Le Groupe de chasse "Alsace"


Moins d'un an après l'armistice, le 15 mars 1941, est créée, en Egypte, à Ismaïlia, la l'Escadrille française de chasse n° 1 (EFC1). Ses pilotes sont parmi les premiers volontaires de la France libre. Sous le commandement du lieutenant James Denis. Equipée de chasseurs Hurricane, l'EFC 1 participe à la défense de Tobrouk assiégée, au sein du 73 Squadron dont elle forme le Flight C.

Du 9 au 25 avril, ces Français libres affrontent, à un contre dix, l'aviation ennemie. Mais ils tiennent le choc. En moins de deux mois, ils remportent 10 victoires aériennes et deux probables. Après le repli allié, l'escadrille, basée à Sidi-Hanish, se consacre surtout aux attaques au sol, et à la protection des convois en mer.

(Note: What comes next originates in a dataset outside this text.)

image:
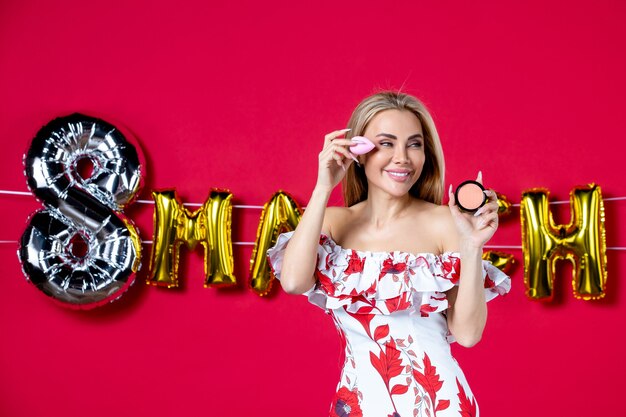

Le 21 juin 1941, l'Escadrille française de chasse n° 1 reçoit la Croix de la Libération, devenant ainsi la première unité militaire titulaire de cette prestigieuse décoration. Le 28 août, l'EFC 1 part pour le Liban où elle est bientôt dissoute pour laisser place, début septembre 1941, au Groupe de chasse n°1 Alsace (GC 1 Alsace) qui se constitue dans la plaine de la Bekaa.


Spitfire MkIX

Mécaniciens et pilotes arrivent d'Egypte et d'Angleterre, en provenance des quatre coins du monde. C'est un mélange de personnel d'active, de réservistes, de volontaires. L'entraînement commence aussitôt. Le groupe, commandé par Jean Tulasne, est formé, avec un matériel disparate (Morane 106, Dewoitine 520, Potez 25 et 29, Curtiss 75), des deux escadrilles Strasbourg, commandée par James Denis, et Mulhouse ; commandée par Albert Littolff. Dans un premier temps, les pilotes sont affectés à la défense d'Haïfa et au convoyage des avions neufs.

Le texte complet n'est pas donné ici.